Quelle secrète pensée avait-il ?… Était-ce en songeant à sa fille qu’il parlait ainsi ? La question traversa son esprit. Mais elle n’eut pas le loisir d’en chercher la réponse. Il insistait, parce qu’elle se taisait songeuse, de ce même accent dont elle s’étonnait :
— Vous pensez, n’est-ce pas, que la jeunesse passée, l’homme est fou de souhaiter plus qu’il ne lui est permis d’espérer ?

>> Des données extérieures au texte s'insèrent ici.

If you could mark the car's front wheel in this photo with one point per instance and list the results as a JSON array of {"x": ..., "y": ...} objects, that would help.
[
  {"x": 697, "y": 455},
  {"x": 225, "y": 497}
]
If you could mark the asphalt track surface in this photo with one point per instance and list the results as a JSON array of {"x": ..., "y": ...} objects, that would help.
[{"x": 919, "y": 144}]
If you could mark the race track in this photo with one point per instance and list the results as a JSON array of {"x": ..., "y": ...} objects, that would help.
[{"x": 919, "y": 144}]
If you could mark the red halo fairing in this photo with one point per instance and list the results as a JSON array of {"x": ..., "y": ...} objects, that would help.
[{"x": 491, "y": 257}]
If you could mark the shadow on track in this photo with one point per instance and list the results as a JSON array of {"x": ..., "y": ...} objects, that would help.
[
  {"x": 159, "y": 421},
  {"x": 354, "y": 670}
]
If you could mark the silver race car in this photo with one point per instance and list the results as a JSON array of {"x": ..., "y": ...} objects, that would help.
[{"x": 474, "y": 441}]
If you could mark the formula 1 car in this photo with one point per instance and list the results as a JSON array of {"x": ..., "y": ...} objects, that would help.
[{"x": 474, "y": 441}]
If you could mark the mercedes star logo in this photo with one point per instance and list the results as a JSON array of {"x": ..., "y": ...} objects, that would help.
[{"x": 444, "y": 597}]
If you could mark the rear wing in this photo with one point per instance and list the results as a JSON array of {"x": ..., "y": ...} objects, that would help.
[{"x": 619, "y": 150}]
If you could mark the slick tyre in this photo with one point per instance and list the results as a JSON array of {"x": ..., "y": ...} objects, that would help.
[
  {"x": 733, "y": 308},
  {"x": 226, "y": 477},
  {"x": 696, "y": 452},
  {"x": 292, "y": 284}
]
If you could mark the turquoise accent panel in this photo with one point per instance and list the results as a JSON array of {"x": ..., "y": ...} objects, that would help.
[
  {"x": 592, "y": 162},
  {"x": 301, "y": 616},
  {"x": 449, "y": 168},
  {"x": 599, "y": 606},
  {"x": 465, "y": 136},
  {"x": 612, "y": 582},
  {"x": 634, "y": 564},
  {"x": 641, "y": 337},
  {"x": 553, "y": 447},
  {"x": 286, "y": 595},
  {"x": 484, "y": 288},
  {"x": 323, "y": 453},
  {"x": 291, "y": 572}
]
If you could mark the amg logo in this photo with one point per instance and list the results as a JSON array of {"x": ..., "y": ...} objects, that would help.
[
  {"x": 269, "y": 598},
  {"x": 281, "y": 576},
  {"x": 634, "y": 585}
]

— Je pense qu’à n’importe quel âge, il est insensé de renoncer à un bonheur possible à atteindre, si aucun devoir ne l’interdit, si en le cherchant, on ne fait ni mal, ni tort même à personne…
Elle avait parlé absolument sincère et M. de Moraines le sentit. Sans doute, ces paroles lui étaient précieuses à entendre, car une lumière éclaira son visage, une seconde. Simplement, il dit :
— Merci !
Mais il n’ajouta rien d’autre. Dans le salon voisin, s’élevait la voix de Mme de Maulde.